Intracellular cytokine staining and flow cytometry analysis

Analyses were performed using the following antibodies: CD3-FITC (145-2C11, Biolegend), CD4-BV750 (GK1.5, Biolegend), CD8-BV786 (53-6.7, Biolegend), CD62L-BV510 (MEL-14, Biolegend), CD44-PE/Cy5 (IM7, Biolegend), CD107a-BV711 (1D4B, Biolegend), CD154-PE (MR1, BD), Gmzb-AF700 (QA16A02, Biolegend), IFN-γ-APC (XMG1.2, Biolegend) and TNF-α-BB700 (MP6-XT22, BD). In brief, splenocytes isolated from experimental mice were cultured in the presence of phorbol 12-myristate 13-acetate (PMA) (1.9 nM) and ionomycin (0.08 mg/ml) solution at 37°C for 4 h. After washing, 2 × 106 cells were stained with FVS780 (viability dye) followed by treatment with antibodies for surface antigens (Anti-CD3, CD4, CD8, CD62L, CD44, CD107a, and CD154) at 4°C for 30 min. After washing, cells were fixed and permeabilized with BD Cytofix/Cytoperm, and then stained with the antibodies against the intracellular antigens (Gzmb, IFN-γ, and TNF-α) for 20 min at 22°C. Stained cells were separated using a BD FACSymphony™ Cell Analyzer and one million events were collected for each sample. The analysis was performed in FlowJo software version 10.6.2.

ELISA

Submandibular blood was collected for ELISA. Serum IgG against RBD of SARS-CoV-2 (original strain) was measured by ELISA using ENZO SARS-CoV-2 IgG ELISA Kit [Cat# ENZ-Kit190-0001]. Serum IgG against nucleoprotein of SARS-CoV-2 (original strain) was measured by ELISA assay using ENZO ENZ-KIT193-0001. An ELISA kit was purchased from ENZO Lifesciences, 100 ng of Mouse COVID-19 spike RBD Domain Coronavirus Monoclonal Antibody from MyBiosource (Cat# MBS434247) was used as a positive control, while serum from unvaccinated mice was pooled and used as a negative control. Assays were performed according to the manufacturer’s instructions. In brief, mouse serum was diluted 1:100 in sample diluent and anti-RBD antibody was diluted to 1.0 μg/mL with sample diluent.
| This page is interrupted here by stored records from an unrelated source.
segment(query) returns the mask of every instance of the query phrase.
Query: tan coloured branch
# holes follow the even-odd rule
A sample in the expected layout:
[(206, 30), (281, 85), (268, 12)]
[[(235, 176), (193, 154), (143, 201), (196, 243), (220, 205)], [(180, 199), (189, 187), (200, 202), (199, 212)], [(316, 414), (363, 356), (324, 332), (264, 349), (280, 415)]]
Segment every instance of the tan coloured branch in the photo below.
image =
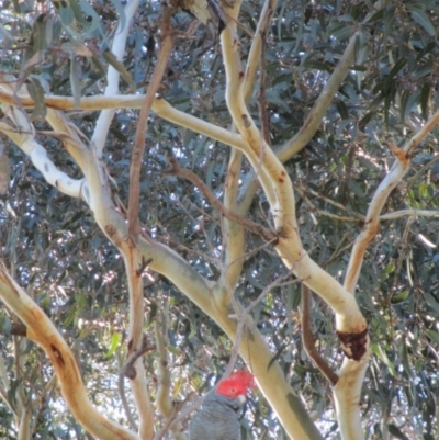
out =
[(120, 250), (125, 263), (130, 293), (128, 359), (132, 359), (134, 353), (136, 356), (135, 359), (132, 359), (132, 374), (128, 377), (139, 418), (138, 432), (142, 439), (150, 440), (154, 437), (154, 408), (149, 398), (145, 368), (142, 360), (142, 354), (150, 349), (143, 335), (145, 315), (144, 283), (142, 273), (139, 273), (139, 266), (143, 264), (143, 259), (136, 248), (131, 247), (131, 242), (127, 242), (127, 247), (130, 249), (123, 247)]
[[(272, 13), (278, 4), (278, 0), (266, 0), (259, 21), (256, 29), (256, 34), (251, 43), (250, 53), (247, 60), (246, 76), (245, 76), (245, 90), (244, 97), (248, 103), (255, 87), (256, 74), (258, 71), (260, 59), (260, 46), (262, 32), (267, 32), (271, 23)], [(239, 213), (240, 206), (238, 204), (239, 194), (239, 180), (243, 163), (243, 151), (233, 148), (230, 151), (230, 159), (227, 169), (226, 182), (224, 188), (224, 205), (226, 208), (234, 213)], [(244, 211), (244, 217), (247, 212)], [(246, 236), (241, 226), (237, 223), (224, 219), (224, 266), (223, 274), (224, 282), (227, 287), (233, 289), (238, 282), (239, 275), (243, 271), (245, 259), (241, 258), (245, 253)]]
[(27, 327), (27, 338), (41, 346), (49, 357), (63, 397), (76, 420), (100, 439), (139, 440), (139, 437), (104, 418), (87, 397), (71, 350), (44, 312), (0, 266), (0, 297)]
[[(237, 203), (239, 193), (239, 178), (243, 166), (243, 153), (236, 148), (230, 149), (230, 158), (226, 181), (224, 183), (224, 206), (226, 210), (238, 213), (239, 206)], [(223, 227), (224, 239), (224, 277), (225, 282), (232, 289), (236, 285), (243, 272), (245, 259), (241, 256), (245, 253), (246, 234), (241, 225), (236, 222), (224, 218)]]
[(157, 65), (145, 94), (145, 100), (140, 108), (136, 136), (134, 139), (133, 153), (130, 167), (130, 201), (128, 201), (128, 238), (132, 244), (136, 244), (139, 234), (138, 205), (140, 198), (140, 170), (145, 151), (146, 132), (148, 127), (149, 112), (153, 106), (155, 95), (160, 87), (161, 79), (168, 66), (168, 59), (171, 55), (173, 45), (173, 33), (171, 30), (171, 16), (173, 8), (165, 5), (160, 21), (160, 31), (162, 44), (159, 50)]
[[(320, 295), (336, 313), (340, 332), (361, 334), (367, 323), (354, 298), (318, 264), (302, 247), (295, 217), (294, 192), (282, 163), (261, 138), (245, 105), (243, 95), (243, 71), (239, 54), (233, 46), (228, 30), (222, 34), (224, 63), (227, 76), (226, 101), (233, 120), (247, 145), (243, 149), (255, 170), (270, 203), (271, 214), (279, 234), (275, 246), (288, 268), (297, 278)], [(262, 158), (260, 162), (260, 158)], [(365, 349), (364, 349), (365, 352)]]
[[(158, 374), (157, 374), (157, 398), (156, 404), (160, 414), (165, 418), (165, 424), (167, 425), (170, 420), (173, 420), (176, 416), (176, 406), (172, 404), (170, 398), (171, 395), (171, 374), (169, 371), (168, 363), (168, 347), (166, 329), (160, 326), (160, 323), (155, 320), (154, 332), (156, 335), (156, 345), (158, 351)], [(182, 432), (183, 426), (181, 422), (170, 424), (170, 430), (172, 432), (173, 439), (185, 440), (185, 435)]]
[[(12, 106), (23, 105), (25, 109), (32, 109), (35, 103), (29, 93), (20, 92), (16, 98), (8, 90), (4, 90), (5, 84), (9, 84), (8, 76), (0, 74), (0, 102), (10, 104)], [(144, 102), (145, 97), (133, 95), (114, 95), (114, 97), (83, 97), (79, 106), (75, 106), (72, 98), (46, 95), (44, 104), (53, 110), (83, 110), (83, 111), (99, 111), (104, 109), (139, 109)], [(172, 122), (182, 127), (190, 128), (196, 133), (209, 136), (223, 144), (232, 147), (243, 147), (244, 143), (239, 135), (230, 133), (227, 129), (218, 127), (206, 121), (200, 120), (188, 113), (181, 112), (170, 105), (165, 99), (157, 97), (153, 102), (153, 110), (166, 121)]]
[(255, 38), (251, 43), (250, 53), (247, 59), (246, 75), (244, 79), (244, 98), (246, 103), (249, 102), (255, 88), (256, 74), (258, 72), (258, 67), (261, 59), (261, 45), (264, 44), (263, 38), (267, 35), (267, 31), (277, 5), (278, 0), (266, 0), (259, 16), (258, 26), (256, 27), (255, 32)]
[(376, 236), (380, 227), (380, 214), (389, 199), (390, 193), (399, 183), (410, 166), (410, 153), (420, 144), (420, 142), (439, 124), (439, 112), (436, 112), (402, 148), (390, 144), (390, 149), (395, 156), (395, 161), (390, 172), (378, 187), (372, 201), (368, 208), (364, 227), (361, 234), (357, 237), (352, 253), (349, 260), (348, 270), (345, 279), (345, 287), (349, 292), (354, 292), (358, 278), (360, 275), (361, 266), (364, 259), (365, 249), (370, 241)]
[(326, 362), (323, 356), (315, 347), (315, 337), (312, 330), (311, 321), (311, 291), (305, 284), (302, 284), (302, 343), (305, 348), (306, 354), (315, 363), (320, 373), (327, 379), (331, 386), (338, 382), (338, 375), (333, 371), (330, 365)]
[(391, 221), (404, 217), (439, 217), (439, 211), (427, 210), (401, 210), (380, 215), (380, 221)]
A 100 μL aliquot was added to each designated well and incubated at 37°C for 30 min. Post incubation, the plate was washed 4 times with 1X wash buffer using an automatic washing machine (Bio Tek TS-50), Then anti-Mouse IgG Fc Secondary antibody (Invitrogen Cat#31437) was diluted in HRP dilution buffer (Sigma Cat#18995) to 1:5000 and 100 ul added to each well. The plate was then incubated at 37°C for 15 min. Following incubation, the plate was washed 4 times with 1X wash buffer. Subsequently, 100 μL of 3,3′,5,5′-Tetramethylbenzidine (TMB) substrate solution was added to each well and the plate incubated in the dark at 37°C for 15 min. The reaction was stopped by addition of 50 ul of stop solution per well and absorbance values were measured at 450 nm using a plate reader (TECAN, Spectrafluor plus).

PRNT50 assay

For the PRNT assay, Vero76 cells were first treated with serially diluted mouse serum, followed by infection with live virus of SARS-CoV-2 (delta variant strain). In this assay, the infected cells die and form a plaque after fixation and staining with crystal violet. If the serum contains neutralizing antibodies, the viral infection is inhibited, resulting in a reduction of the number of plaques. The results are shown as the dilution titer of serum that show 50% reduction of number of plaques (PRNT50). The assay was performed by BIOQUAL, Inc. (Rockville, MD).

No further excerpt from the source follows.